The entire cortex is connected to the thalamus, it also controls the communication between different brain regions.

The Hippocampus

It sits near the enthorinal cortex (this sends much input into the hippocampus, mainly in two pathways) Dentate Gyrus or dentate region -> CA3 -> CA1 (the output of the hippocampus, connected to the rest of the brain).

• Entorhinal cortex has about 200k cells (10-20% interneurons)
• Dentate Gyrus has about 1.2kk granule cells. (some sort of a sparse encoder, it is separating patterns)
  • 4k basket cells
  • 32k Hilar interneurons (20k mossy cells)
• CA3/CA1 about 330k/420k piramidal cells.
  • CA3 has many auto-associative recurrent architectures, it is believed to be doing pattern completion after separation with a given context.

The dentate gyrus has much more neurons than other neurons.

Functional areas

Mostly the maps to the functions of the brain has been developed by analysis of damages on these regions. A notable example is Phineas Gage’s case on frontal cortex damage. He completely changed his personality. (valuation and planning abilities).

Broca’s area is used for speech production: they can understand sentences but could not produce words.

Wernicke’s area: cannot interpret speeches, they can produce sentences, but they are irrelevant.

Object recognition areas

In animals it is possible to use optical techniques to turn on or off specific parts of the neural regions. fMRI uses the activated oxygen levels in certain parts of the human brain, and consumes more energy on those parts. It is a quite precised method. Good for images. The fusiform face area was a quite nice discovery: there is a specific region in the brain that activates just by looking at parts of the face. Or another is parahippocampal place area, that activates for places (houses, landscapes, corners of the room, but doesn’t respond for other things, objects, or abstract art). Extrastriate body area: responds to body parts (no faces, no random cartoons, yes stickman).

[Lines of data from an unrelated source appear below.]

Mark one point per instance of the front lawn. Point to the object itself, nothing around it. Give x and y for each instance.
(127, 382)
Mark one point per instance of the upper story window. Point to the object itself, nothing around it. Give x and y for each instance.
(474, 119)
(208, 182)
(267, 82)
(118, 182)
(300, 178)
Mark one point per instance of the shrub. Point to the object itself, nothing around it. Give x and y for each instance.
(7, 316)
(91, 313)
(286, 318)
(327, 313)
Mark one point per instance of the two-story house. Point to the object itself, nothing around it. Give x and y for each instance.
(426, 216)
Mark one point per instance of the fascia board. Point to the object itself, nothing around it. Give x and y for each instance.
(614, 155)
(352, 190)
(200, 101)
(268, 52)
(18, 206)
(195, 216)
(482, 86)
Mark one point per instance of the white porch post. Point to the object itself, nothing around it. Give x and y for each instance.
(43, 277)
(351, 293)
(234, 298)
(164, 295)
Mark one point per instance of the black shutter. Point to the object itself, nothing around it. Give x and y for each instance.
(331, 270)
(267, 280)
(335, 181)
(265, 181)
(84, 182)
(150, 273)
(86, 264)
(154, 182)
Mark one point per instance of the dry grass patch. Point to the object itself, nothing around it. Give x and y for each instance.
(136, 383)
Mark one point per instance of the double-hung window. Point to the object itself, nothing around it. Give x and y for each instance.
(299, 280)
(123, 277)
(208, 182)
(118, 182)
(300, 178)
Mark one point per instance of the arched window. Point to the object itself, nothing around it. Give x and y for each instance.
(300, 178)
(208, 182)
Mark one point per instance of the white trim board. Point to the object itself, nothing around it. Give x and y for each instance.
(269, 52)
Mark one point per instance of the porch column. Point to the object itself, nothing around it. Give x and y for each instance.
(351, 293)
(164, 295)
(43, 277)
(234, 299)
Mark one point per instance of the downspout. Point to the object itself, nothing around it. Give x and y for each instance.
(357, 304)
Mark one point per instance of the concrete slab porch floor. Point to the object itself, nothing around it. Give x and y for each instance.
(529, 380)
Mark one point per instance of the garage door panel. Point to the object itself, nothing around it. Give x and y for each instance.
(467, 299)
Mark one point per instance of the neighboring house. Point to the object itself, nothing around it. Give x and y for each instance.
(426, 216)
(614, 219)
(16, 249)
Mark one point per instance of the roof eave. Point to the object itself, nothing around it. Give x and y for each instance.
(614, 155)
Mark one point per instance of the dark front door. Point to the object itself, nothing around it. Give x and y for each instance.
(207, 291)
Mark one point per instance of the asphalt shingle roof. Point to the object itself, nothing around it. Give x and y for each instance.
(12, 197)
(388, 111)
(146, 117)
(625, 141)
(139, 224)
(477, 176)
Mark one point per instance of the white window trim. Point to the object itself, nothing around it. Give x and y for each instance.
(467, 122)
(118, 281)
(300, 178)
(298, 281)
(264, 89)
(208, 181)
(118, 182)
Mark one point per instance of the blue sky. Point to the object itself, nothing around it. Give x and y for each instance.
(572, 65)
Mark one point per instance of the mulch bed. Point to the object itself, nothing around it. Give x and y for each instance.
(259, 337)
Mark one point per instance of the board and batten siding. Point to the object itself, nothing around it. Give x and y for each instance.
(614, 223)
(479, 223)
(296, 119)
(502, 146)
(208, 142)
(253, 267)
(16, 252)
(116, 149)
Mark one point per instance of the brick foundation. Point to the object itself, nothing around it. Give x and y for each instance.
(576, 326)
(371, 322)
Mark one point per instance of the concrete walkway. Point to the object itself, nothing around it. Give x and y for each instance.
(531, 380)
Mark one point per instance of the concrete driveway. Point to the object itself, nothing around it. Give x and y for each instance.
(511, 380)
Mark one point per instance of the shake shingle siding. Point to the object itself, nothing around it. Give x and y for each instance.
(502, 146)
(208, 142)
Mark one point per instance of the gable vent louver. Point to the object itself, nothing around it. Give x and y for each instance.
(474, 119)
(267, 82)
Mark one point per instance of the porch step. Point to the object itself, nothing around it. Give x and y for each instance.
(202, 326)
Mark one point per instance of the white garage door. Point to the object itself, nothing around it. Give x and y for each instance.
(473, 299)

There are other neurons that activate for specific parts of the brain.

Hierarchical organization of visual processing

This has been the main inspiration for visual processing architectures. They start to recognize simple features, and then compose them in more complex shapes. In visual things there are V1, V2, V4 TEO, and cortex areas, in quite organized parts. Convolutional nets are not RNN, they do not use higher contextual information to inform back the small parts. Context is important for humans. Here information is bidirectional.

In visual processing, there are two streams of connections that give different information on

• Where (Dorsal, vestibular information about body positions (eye, arm etc…), that help in action planning)
• What (Ventral, more in object recognition)
• They share the first layers (v1,v2) for low level details. They tested this in object discrimination and landmark discrimination tasks with dorsal and ventral damages.

Looking at the visual stream, we observe that the organization of the parts is not casual, the information gets into the somatosensory area. Posterior parietal cortex uses the information to build model of yourself (egocentric maps).